Paths without aliases

  • In Firefox, as an anonymous user, click on "Brian" to view the user profile.

Here, you'll notice that the path is "users/brian", and we can see the "contact" tab. If we click it, we are taken to "user/1/contact".

Pathauto has created the URL alias "users/brian" but it does not affect other URLs that include the pattern within a larger path, so, if we tried to go to "users/brian/contact", we would get a "Page not found" error.

The Sub-pathauto module will automatically create a URL alias for every URL that is based on, or extends an existing alias.
In order to use Sub-pathauto, all we need to do is enable the module.
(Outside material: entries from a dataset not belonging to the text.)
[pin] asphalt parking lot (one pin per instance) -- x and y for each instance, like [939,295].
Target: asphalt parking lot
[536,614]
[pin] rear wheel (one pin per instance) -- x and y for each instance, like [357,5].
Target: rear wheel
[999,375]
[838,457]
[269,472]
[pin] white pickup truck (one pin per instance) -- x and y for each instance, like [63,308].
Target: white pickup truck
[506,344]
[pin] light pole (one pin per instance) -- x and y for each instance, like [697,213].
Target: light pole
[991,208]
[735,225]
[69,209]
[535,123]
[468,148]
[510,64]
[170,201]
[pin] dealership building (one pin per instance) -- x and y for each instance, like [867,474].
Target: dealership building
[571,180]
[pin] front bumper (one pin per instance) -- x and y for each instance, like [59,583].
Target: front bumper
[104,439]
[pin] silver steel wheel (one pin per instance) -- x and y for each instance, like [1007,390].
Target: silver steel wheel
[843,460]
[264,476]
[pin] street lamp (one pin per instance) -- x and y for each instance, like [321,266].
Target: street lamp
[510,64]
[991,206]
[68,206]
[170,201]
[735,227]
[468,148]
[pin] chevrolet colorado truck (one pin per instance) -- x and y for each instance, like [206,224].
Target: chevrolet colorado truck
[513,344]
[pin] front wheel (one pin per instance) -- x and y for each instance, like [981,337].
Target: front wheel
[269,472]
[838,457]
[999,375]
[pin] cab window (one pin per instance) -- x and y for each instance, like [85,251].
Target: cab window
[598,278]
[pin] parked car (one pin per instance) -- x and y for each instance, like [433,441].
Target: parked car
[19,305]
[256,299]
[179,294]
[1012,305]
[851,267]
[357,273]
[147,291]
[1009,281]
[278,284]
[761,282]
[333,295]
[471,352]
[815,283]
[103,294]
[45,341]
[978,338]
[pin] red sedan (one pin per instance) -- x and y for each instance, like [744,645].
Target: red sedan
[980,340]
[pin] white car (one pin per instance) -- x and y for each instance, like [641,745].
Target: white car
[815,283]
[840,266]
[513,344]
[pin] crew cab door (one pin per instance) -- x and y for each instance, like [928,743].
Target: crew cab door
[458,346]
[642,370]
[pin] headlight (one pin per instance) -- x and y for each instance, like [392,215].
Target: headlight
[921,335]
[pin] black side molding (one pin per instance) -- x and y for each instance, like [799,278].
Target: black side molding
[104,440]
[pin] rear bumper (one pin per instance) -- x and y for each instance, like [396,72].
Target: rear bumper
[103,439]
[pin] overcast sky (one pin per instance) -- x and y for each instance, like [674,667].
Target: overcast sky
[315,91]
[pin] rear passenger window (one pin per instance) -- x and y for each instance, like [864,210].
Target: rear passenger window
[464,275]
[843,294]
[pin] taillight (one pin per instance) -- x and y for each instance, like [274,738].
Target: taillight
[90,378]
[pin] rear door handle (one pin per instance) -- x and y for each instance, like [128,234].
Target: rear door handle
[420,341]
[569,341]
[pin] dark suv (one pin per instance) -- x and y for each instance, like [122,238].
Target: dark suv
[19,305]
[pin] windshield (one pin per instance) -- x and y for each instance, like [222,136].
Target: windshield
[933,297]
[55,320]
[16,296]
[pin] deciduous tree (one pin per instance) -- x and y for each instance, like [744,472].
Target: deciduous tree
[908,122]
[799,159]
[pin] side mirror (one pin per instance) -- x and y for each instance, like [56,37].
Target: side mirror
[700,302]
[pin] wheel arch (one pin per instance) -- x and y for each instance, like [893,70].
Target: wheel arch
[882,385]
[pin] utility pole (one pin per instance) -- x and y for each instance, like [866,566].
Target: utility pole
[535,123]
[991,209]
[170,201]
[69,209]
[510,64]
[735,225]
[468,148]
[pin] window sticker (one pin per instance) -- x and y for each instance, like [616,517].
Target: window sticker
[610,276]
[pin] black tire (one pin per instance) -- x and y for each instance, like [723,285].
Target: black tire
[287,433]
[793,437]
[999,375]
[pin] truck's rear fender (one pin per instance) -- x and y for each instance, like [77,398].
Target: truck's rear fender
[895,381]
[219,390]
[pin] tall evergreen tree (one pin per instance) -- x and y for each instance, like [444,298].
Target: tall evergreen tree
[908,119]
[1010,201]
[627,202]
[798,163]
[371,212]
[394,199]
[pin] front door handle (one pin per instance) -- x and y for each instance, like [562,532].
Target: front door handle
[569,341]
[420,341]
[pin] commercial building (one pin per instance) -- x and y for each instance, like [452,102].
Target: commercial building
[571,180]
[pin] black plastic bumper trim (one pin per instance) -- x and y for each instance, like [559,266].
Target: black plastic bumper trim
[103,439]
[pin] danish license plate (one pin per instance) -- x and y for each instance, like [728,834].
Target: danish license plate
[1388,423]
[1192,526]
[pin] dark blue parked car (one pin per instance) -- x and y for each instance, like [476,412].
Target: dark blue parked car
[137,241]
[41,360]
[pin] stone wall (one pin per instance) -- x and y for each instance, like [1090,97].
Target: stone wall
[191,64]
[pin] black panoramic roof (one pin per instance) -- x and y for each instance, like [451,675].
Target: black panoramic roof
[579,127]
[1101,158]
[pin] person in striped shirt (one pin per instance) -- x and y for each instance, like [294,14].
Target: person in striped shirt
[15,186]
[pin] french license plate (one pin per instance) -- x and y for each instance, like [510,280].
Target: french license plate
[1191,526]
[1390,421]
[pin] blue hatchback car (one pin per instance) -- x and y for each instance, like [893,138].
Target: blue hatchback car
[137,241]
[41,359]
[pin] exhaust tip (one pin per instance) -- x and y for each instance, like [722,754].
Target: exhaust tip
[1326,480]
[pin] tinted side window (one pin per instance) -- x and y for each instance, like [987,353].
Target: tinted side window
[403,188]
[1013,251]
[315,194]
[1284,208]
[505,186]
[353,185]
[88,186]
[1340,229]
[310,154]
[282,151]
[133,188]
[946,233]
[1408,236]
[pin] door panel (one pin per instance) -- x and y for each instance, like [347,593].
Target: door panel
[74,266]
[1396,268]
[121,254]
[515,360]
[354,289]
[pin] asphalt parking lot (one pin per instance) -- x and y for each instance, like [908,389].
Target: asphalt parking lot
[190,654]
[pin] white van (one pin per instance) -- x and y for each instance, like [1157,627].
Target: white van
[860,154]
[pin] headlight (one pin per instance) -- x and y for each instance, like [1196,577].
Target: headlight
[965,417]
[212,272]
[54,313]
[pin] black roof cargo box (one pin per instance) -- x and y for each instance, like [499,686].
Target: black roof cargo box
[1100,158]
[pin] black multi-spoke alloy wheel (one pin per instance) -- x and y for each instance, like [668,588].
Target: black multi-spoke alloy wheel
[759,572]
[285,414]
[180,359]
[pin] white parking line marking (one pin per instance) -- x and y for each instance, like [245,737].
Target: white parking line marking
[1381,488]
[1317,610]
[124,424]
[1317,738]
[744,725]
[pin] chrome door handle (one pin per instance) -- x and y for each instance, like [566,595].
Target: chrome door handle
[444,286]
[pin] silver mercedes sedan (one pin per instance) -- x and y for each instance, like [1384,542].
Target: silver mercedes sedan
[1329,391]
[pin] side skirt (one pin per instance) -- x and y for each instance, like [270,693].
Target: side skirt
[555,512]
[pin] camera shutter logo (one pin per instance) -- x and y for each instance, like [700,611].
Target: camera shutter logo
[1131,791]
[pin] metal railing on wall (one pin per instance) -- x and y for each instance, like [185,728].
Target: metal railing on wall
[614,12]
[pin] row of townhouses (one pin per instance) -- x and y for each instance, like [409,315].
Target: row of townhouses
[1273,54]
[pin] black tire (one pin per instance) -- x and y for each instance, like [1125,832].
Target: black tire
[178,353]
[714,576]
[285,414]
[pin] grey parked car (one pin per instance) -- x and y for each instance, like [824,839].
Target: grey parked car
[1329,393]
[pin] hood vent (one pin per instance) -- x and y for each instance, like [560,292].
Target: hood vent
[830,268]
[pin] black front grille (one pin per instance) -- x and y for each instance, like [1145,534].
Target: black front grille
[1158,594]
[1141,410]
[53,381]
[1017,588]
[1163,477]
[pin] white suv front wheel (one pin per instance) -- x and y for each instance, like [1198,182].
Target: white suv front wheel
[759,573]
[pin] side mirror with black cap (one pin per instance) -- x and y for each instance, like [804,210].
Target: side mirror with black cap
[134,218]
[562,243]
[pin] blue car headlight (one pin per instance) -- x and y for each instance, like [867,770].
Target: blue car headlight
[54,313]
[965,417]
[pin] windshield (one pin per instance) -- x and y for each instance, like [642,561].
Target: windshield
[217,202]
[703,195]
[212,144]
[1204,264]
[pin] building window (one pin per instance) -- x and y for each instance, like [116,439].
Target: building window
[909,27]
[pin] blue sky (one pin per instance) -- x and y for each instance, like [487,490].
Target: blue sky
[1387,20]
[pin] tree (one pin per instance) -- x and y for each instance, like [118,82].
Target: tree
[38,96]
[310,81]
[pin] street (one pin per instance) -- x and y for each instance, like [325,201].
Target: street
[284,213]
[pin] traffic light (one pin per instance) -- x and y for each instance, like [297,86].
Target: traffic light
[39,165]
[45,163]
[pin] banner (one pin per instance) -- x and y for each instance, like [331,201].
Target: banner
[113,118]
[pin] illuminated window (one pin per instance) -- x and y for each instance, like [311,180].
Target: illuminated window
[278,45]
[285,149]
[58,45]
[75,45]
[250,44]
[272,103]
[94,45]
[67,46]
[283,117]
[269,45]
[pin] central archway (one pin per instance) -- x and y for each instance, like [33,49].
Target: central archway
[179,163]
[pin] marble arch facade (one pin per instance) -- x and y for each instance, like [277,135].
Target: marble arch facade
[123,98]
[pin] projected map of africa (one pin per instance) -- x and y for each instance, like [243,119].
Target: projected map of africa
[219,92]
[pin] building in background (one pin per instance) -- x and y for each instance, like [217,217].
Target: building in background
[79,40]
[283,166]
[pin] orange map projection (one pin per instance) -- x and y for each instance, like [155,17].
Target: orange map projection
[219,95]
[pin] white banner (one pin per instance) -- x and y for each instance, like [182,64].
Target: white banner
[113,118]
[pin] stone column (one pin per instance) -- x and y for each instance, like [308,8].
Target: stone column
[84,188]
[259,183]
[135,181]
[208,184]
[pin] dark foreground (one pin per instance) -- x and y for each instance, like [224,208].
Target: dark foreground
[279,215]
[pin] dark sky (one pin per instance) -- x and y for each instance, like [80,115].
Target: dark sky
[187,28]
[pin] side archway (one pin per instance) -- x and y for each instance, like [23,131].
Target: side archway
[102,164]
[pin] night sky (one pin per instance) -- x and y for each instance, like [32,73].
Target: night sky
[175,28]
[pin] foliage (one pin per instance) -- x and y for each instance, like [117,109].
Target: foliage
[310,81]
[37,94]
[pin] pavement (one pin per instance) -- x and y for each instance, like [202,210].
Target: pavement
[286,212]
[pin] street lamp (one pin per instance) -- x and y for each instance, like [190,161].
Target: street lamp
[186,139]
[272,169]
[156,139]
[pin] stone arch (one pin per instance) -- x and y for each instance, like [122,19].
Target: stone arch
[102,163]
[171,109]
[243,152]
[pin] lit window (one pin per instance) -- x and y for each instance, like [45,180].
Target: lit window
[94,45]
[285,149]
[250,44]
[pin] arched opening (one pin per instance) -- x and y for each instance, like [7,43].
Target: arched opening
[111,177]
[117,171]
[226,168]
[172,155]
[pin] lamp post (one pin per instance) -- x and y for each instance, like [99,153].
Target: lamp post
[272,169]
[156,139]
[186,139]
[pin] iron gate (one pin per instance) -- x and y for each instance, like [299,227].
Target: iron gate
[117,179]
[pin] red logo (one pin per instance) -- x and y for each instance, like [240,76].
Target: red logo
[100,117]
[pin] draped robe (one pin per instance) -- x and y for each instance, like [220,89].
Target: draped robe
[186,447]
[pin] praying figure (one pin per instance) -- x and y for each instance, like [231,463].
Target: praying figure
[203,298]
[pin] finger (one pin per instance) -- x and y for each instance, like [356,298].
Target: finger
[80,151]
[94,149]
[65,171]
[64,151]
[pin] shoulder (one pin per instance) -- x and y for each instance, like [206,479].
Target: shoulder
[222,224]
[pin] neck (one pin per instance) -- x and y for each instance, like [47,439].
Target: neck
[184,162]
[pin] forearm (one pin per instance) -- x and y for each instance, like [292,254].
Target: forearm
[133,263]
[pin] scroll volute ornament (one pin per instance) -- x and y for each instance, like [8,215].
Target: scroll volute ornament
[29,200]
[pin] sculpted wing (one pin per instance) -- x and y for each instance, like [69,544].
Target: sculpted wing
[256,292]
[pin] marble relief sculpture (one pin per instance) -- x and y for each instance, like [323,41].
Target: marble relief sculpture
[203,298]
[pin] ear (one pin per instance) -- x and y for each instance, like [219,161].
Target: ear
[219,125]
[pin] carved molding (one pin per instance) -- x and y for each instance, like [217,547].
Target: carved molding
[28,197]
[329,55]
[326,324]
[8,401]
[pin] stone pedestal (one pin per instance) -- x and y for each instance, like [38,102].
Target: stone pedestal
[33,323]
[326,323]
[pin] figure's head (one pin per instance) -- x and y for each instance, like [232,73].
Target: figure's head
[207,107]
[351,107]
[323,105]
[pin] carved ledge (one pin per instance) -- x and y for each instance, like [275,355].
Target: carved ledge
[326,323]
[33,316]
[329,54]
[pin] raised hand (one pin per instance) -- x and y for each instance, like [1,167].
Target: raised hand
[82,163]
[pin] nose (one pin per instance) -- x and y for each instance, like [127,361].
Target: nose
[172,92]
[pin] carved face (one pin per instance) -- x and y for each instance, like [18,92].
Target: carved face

There's virtually no configuration.

You can find Sub-pathauto at drupal.org/project/subpathauto

Install

Enable

  • Sub-pathauto

Demonstrate the new path alias for contact/edit/etc.

  • In Firefox, as an anonymous user, click on "Brian" to view the user profile.

The path is still "users/brian". This time, if we click the "Contact" tab, we are taken to "users/brian/contact". So, because "user/1" has been aliased to "users/brian", the Sub-pathauto module knows to also alias "user/1/contact" to "users/brian/contact"

Configure

Aliasing administration URLs

URLs like "user/1/edit" and "user/1/shortcuts" are not aliased by default. These are considered administration paths, and Sub-pathauto skips processing on these by default. We can change this behavior on the Sub-path settings page.

  • Go to "Configuration => Search and metadata => URL aliases => Sub-path settings" (admin/config/search/path/subpaths)
  • Uncheck the box "Skip administration paths from sub-path processing."

Now, when we go to a user profile, all of the tabs will link to aliased versions of the path, including "administration paths". (ie: the edit page.)

We have duplicate content

There's one problem with stopping our setup here. Search engines don't like it when a site has "duplicate content". Duplicate content is when the same content is available at multiple URLs. Now, I haven't purposefully created duplicate content, but because all of our content, users, etc. have aliases, they are available at multiple URLs.

For example, "Test Article ##1" is available at both: "node/1" and "blog/2012/11/test-article-1". While this is actually the exact same page, search engines will find both URLs, see them as unique URLs and penalize the site for having duplicate content. Installing the Redirect module will automatically take care of this for you.